On this day in 1938, Helen Wills Moody defeats a hobbled Helen Jacobs 6-4, 6-0 to win her eighth Wimbledon singles title. The victory was the final major championship for Moody, who had been the dominant player in women’s tennis for the better part of two decades.
Born Helen Wills in Centerville, California, on October 6, 1905, the future tennis star grew up in the Bay Area. Wills won the Girl’s National Championship in 1921 and 1922, and then won her first U.S. Open at just 17 years old in 1923. Wills developed her game, which featured a powerful forehand, by practicing against men, just as her idol, the French tennis sensation Suzanne Lenglen had done in the 1910s and 1920s. In 1926, Wills traveled to Europe for the first time to play Wimbledon, where she reached the final before losing to England’s Kitty McKane. This was the only Wimbledon that Wills entered and lost; she went on to win eight more Wimbledon singles titles. Later that year, Wills also played her only match against her idol Lenglen, in Cannes. Though she lost, there was a silver lining: Wills met her future husband, the financier Frederick Moody, after the match.
From 1927 to 1933, Wills won a remarkable 180 matches in a row and snagged 14 of her 19 major singles championships in just six years. In 1933, a back injury forced her to sit out of competition for two years. After returning and winning Wimbledon in 1935, Wills retired. In 1938, though, the now married Helen Wills Moody, intent on winning Wimbledon just one more time, made a comeback.
In that year’s Wimbledon final, Moody faced her old rival Helen Jacobs, who had beaten Moody only once in her career, in the 1933 U.S. Open, and whom Moody had beaten to win Wimbledon three times, in 1932, 1933 and in an especially close match in 1935. The 1938 match was set to be a contrast in styles between Moody’s booming forehand and Jacobs’ powerful serve and deceptive topspin. The match began as one for the ages, with the two champions trading points to a 4-4 tie in the first set. However, Jacobs then suffered an ankle injury, which forced her to limp through the next eight games as she lost in straight sets. After the match Jacobs said she had “never been more sorry about anything in my life.”

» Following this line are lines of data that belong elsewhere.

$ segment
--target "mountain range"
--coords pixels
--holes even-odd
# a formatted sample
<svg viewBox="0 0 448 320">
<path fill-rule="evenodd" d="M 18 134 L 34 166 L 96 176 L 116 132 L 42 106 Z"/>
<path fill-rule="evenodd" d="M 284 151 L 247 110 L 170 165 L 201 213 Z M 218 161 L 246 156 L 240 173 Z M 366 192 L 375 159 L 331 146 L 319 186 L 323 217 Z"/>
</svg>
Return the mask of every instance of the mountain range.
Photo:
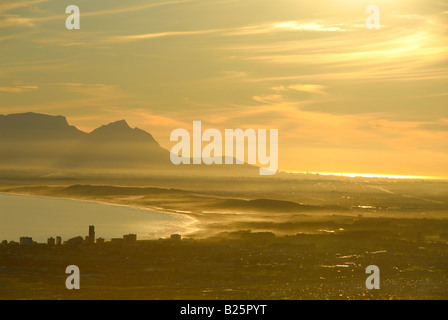
<svg viewBox="0 0 448 320">
<path fill-rule="evenodd" d="M 143 170 L 212 174 L 211 171 L 218 170 L 217 173 L 224 175 L 258 172 L 249 165 L 175 166 L 170 152 L 150 133 L 131 128 L 125 120 L 86 133 L 71 126 L 63 116 L 38 113 L 0 115 L 0 165 L 2 169 L 71 172 Z"/>
</svg>

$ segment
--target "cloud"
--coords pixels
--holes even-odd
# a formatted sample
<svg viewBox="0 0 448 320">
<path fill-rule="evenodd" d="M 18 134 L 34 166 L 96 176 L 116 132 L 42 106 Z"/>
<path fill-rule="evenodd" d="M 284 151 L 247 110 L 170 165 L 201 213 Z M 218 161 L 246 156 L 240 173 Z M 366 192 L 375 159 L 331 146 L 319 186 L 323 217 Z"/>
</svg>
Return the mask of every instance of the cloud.
<svg viewBox="0 0 448 320">
<path fill-rule="evenodd" d="M 38 86 L 15 86 L 15 87 L 0 87 L 0 92 L 6 93 L 22 93 L 30 92 L 39 89 Z"/>
<path fill-rule="evenodd" d="M 117 85 L 86 84 L 86 83 L 60 83 L 65 91 L 76 94 L 83 104 L 104 106 L 110 102 L 123 102 L 129 98 L 129 94 L 122 91 Z M 87 96 L 84 98 L 83 96 Z"/>
<path fill-rule="evenodd" d="M 173 37 L 173 36 L 203 35 L 203 34 L 217 33 L 220 31 L 222 31 L 222 29 L 144 33 L 144 34 L 137 34 L 137 35 L 112 37 L 112 38 L 109 38 L 108 40 L 106 40 L 105 42 L 127 42 L 127 41 L 147 40 L 147 39 L 165 38 L 165 37 Z"/>
<path fill-rule="evenodd" d="M 9 26 L 34 27 L 36 25 L 33 19 L 24 18 L 16 14 L 2 14 L 0 15 L 0 17 L 1 17 L 0 27 L 9 27 Z"/>
<path fill-rule="evenodd" d="M 299 91 L 299 92 L 306 92 L 306 93 L 314 93 L 314 94 L 321 94 L 325 95 L 325 86 L 318 85 L 318 84 L 293 84 L 289 86 L 276 86 L 272 89 L 277 92 L 283 92 L 283 91 Z"/>
<path fill-rule="evenodd" d="M 34 86 L 20 86 L 20 89 L 7 88 L 5 92 L 25 92 L 36 90 Z M 104 110 L 120 108 L 123 112 L 130 105 L 136 105 L 134 96 L 123 90 L 119 85 L 112 84 L 89 84 L 89 83 L 45 83 L 39 87 L 42 90 L 40 98 L 25 104 L 15 104 L 13 106 L 2 107 L 8 112 L 59 112 L 61 114 L 71 114 L 72 110 L 88 110 L 87 113 L 104 114 Z M 0 92 L 2 88 L 0 88 Z M 46 94 L 50 93 L 50 94 Z M 63 97 L 61 97 L 61 93 Z M 54 98 L 53 96 L 57 96 Z M 80 113 L 83 113 L 82 111 Z M 77 112 L 76 114 L 79 114 Z"/>
<path fill-rule="evenodd" d="M 38 60 L 29 58 L 28 60 L 11 60 L 0 61 L 0 71 L 10 75 L 24 74 L 28 75 L 31 72 L 50 72 L 65 70 L 73 66 L 73 61 L 69 58 L 59 58 L 50 60 Z"/>
<path fill-rule="evenodd" d="M 325 92 L 323 91 L 325 89 L 325 86 L 321 86 L 318 84 L 295 84 L 289 86 L 288 88 L 300 92 L 325 94 Z"/>
<path fill-rule="evenodd" d="M 274 103 L 281 101 L 283 99 L 283 96 L 279 94 L 270 94 L 263 96 L 254 96 L 253 99 L 261 103 Z"/>
<path fill-rule="evenodd" d="M 325 25 L 321 24 L 319 22 L 298 22 L 298 21 L 287 21 L 287 22 L 280 22 L 280 23 L 274 23 L 273 25 L 274 29 L 283 29 L 283 30 L 290 30 L 290 31 L 346 31 L 345 29 L 341 28 L 341 24 L 339 25 Z"/>
<path fill-rule="evenodd" d="M 249 36 L 262 35 L 269 33 L 285 32 L 285 31 L 314 31 L 314 32 L 335 32 L 346 31 L 342 25 L 325 25 L 318 22 L 299 22 L 299 21 L 283 21 L 268 24 L 258 24 L 250 26 L 238 26 L 232 28 L 216 28 L 193 31 L 166 31 L 157 33 L 144 33 L 136 35 L 116 36 L 111 37 L 106 42 L 126 42 L 156 39 L 172 36 L 192 36 L 192 35 L 206 35 L 206 34 L 220 34 L 221 36 Z"/>
<path fill-rule="evenodd" d="M 18 37 L 20 37 L 20 35 L 8 35 L 8 36 L 0 37 L 0 42 L 16 39 Z"/>
<path fill-rule="evenodd" d="M 5 0 L 3 0 L 5 1 Z M 6 2 L 0 4 L 0 13 L 16 10 L 20 8 L 30 8 L 36 4 L 48 2 L 49 0 L 34 0 L 34 1 L 19 1 L 15 0 L 14 2 Z"/>
<path fill-rule="evenodd" d="M 436 19 L 430 19 L 432 22 Z M 378 32 L 331 32 L 322 39 L 247 42 L 223 48 L 233 59 L 301 68 L 299 75 L 268 79 L 444 79 L 448 77 L 447 26 L 421 19 L 418 26 L 394 27 Z"/>
<path fill-rule="evenodd" d="M 343 32 L 354 26 L 343 24 L 330 24 L 323 21 L 278 21 L 249 26 L 229 28 L 225 33 L 227 36 L 248 36 L 257 34 L 269 34 L 278 32 L 307 31 L 307 32 Z"/>
<path fill-rule="evenodd" d="M 276 127 L 289 146 L 395 150 L 424 158 L 448 150 L 447 119 L 404 121 L 392 113 L 331 114 L 304 110 L 301 102 L 279 95 L 257 97 L 257 106 L 242 110 L 228 121 L 247 127 Z M 342 151 L 340 151 L 342 152 Z"/>
<path fill-rule="evenodd" d="M 109 15 L 109 14 L 121 14 L 121 13 L 126 13 L 126 12 L 135 12 L 135 11 L 157 8 L 157 7 L 161 7 L 161 6 L 189 3 L 189 2 L 194 2 L 194 1 L 197 1 L 197 0 L 174 0 L 174 1 L 162 1 L 162 2 L 155 2 L 155 3 L 147 3 L 144 5 L 138 5 L 138 6 L 126 6 L 126 7 L 112 8 L 112 9 L 106 9 L 106 10 L 101 10 L 101 11 L 96 11 L 96 12 L 87 12 L 87 13 L 83 14 L 83 16 L 96 17 L 96 16 L 103 16 L 103 15 Z"/>
<path fill-rule="evenodd" d="M 48 0 L 34 0 L 34 1 L 14 1 L 0 4 L 0 27 L 10 26 L 25 26 L 34 27 L 36 25 L 35 20 L 30 17 L 24 17 L 18 14 L 5 13 L 8 11 L 14 11 L 17 9 L 32 9 L 36 5 L 48 2 Z"/>
<path fill-rule="evenodd" d="M 0 13 L 5 11 L 11 11 L 19 8 L 31 8 L 35 4 L 47 2 L 48 0 L 35 0 L 30 2 L 18 2 L 18 3 L 8 3 L 5 4 L 3 7 L 0 6 Z M 105 9 L 100 11 L 94 11 L 94 12 L 82 12 L 82 18 L 87 17 L 98 17 L 98 16 L 105 16 L 105 15 L 113 15 L 113 14 L 122 14 L 122 13 L 128 13 L 128 12 L 136 12 L 136 11 L 142 11 L 147 9 L 153 9 L 161 6 L 168 6 L 168 5 L 175 5 L 175 4 L 182 4 L 182 3 L 189 3 L 197 0 L 174 0 L 174 1 L 163 1 L 163 2 L 156 2 L 156 3 L 148 3 L 144 5 L 138 5 L 138 6 L 126 6 L 126 7 L 119 7 L 119 8 L 111 8 L 111 9 Z M 3 10 L 2 10 L 3 8 Z M 0 27 L 8 27 L 8 26 L 17 26 L 17 25 L 27 25 L 27 26 L 35 26 L 36 24 L 40 22 L 46 22 L 46 21 L 53 21 L 53 20 L 65 20 L 67 18 L 66 14 L 59 14 L 59 15 L 53 15 L 53 16 L 46 16 L 46 17 L 37 17 L 37 18 L 23 18 L 17 16 L 16 19 L 9 19 L 8 21 L 2 21 L 0 22 Z M 25 20 L 23 20 L 25 19 Z M 26 24 L 24 23 L 26 21 Z"/>
</svg>

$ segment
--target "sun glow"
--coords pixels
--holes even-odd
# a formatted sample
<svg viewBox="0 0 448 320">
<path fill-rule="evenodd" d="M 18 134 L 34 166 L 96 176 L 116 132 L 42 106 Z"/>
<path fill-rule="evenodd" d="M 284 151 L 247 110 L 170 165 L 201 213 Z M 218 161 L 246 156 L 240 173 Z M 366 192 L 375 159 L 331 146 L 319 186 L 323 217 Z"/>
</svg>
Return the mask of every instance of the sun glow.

Helen Wills dropped Moody from her name after her divorce in 1939. After retiring from tennis, she published an autobiography and a mystery novel and worked as a painter. She also served as a model for Diego Rivera’s San Francisco Stock Exchange mural.
Wills’ record of eight Wimbledon singles titles was not broken until Martina Navratilova won her ninth Wimbledon title in 1990. She died in 1998 at the age of 92.